O plantel para esta época tem uma mescla de veteranos de divisões superiores e jovens dos escalões de formação do Aves que pretende criar um laço geracional com o Aves como motivo comum.

João Pedroso tem apenas 17 anos, mas enverga a camisola do Desportivo desde os 4, percorrendo todos os escalões de formação com símbolo avense ao peito. O jovem defesa central, mostra-se ansioso por se estrear no plantel sénior, mesmo nestas circunstâncias.

“É um sentimento inexplicável”, diz. “As circunstâncias não retiram nada ao momento. É o Aves. E o Aves continua a ter a sua grandeza, independentemente da divisão em que jogue.”

O acolhimento não podia ter sido melhor e mais fácil entre o balneário. Tem figuras para quem olha como referências que o vão ajudar a crescer e há um ambiente muito familiar, porque são todos da terra. Conhecessem-se dos relvados e fora deles. 

Pedro Grosso passou por isso. E agora está do outro lado. “Ver os miúdos a aparecer e a lembrar-me daquilo eu senti, apesar da dimensão ser diferente, o sentimento é o mesmo. Um jovem da terra subir aos seniores no clube que gosta e vestir aquela camisola é especial. Estou aqui para ajudá-los a encontrar o caminho deles”, disse. 

Para o médio, estes dias têm sido de reencontro. Reencontro com amigos e colegas que agora partilham o balneário e reencontro com a forma física, já que nestes cinco anos desligou-se totalmente do futebol. 

“Fisicamente posso dizer que me cuidei. Sinto-me apto. É claro que esta primeira fase é a mais complicada no sentido de me reabituar aos hábitos e ao trabalho de campo. No entanto, para mim o mais interessante tem sido mais o regresso ao balneário, que é sempre a parte mais intensa das relações”, revela. 

Há muita ansiedade, o que é natural, mas há também uma grande seriedade na forma como os jogadores e equipa técnica têm abordado estes dias de preparação. “O Aves pesa muito, essa é a verdade, não vamos fugir disso, mas só pesa se não fizermos o que tem de ser feito. As pessoas têm muita ansiedade, mas estão muito sérias. Sabem da responsabilidade que é estar neste clube neste momento”, realça. 

Um sentimento que parece ser transversal. “Para abraçar um projeto destes temos mesmo que sentir o peso do clube. Estamos a representar o Aves, não é um clube qualquer”, sublinha João Pedroso. “Se não nos sentirmos com capacidade, mais vale não estarmos cá.”

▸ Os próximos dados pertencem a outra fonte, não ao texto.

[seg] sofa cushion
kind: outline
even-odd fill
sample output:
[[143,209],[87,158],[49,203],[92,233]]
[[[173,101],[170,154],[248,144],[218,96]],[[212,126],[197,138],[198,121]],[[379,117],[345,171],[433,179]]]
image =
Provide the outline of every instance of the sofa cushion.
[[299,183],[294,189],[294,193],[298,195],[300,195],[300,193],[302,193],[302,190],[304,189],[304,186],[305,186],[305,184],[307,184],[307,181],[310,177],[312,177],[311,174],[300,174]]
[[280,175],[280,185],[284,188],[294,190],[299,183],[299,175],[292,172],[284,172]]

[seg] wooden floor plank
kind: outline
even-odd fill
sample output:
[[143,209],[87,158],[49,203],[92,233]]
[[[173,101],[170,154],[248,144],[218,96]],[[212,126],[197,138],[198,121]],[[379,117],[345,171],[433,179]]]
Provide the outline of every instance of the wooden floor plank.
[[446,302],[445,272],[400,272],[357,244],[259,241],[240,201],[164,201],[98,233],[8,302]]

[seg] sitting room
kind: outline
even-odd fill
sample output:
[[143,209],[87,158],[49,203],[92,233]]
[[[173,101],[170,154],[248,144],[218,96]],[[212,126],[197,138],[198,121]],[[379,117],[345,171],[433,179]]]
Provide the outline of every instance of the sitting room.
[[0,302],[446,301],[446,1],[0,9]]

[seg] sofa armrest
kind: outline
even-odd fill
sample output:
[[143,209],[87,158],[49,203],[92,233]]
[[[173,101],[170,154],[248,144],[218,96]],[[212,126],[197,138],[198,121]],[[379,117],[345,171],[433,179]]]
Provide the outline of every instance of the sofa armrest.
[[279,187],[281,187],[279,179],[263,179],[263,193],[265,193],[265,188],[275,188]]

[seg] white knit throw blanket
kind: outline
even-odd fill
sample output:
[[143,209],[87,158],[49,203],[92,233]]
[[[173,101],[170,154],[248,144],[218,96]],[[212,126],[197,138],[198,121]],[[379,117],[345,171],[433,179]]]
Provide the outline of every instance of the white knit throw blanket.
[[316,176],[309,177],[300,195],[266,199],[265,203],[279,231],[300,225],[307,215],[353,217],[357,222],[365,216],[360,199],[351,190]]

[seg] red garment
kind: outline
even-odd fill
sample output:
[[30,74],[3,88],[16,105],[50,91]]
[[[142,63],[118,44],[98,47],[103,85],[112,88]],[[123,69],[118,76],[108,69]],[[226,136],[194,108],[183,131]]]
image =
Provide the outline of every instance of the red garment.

Desafio também ele aliciante para Bruno Alves que tem sido encarado por si e por toda a equipa técnica “com o máximo de compromisso e seriedade”. 

Aliás, o treinador deixado rasgados elogios aqueles que “voltaram pelo orgulho e pela honra de representar o Aves”, reorganizando as suas vidas em torno do “muito tempo que o futebol rouba”. Este domingo, dá-se o pontapé de saída numa nova era. O futebol regressa à Vila das Aves despojado de artifícios, como se se tratasse de uma viagem no tempo a uma era onde futebol pertencia às comunidades. Que assim seja, porque o futebol é o deporto do povo.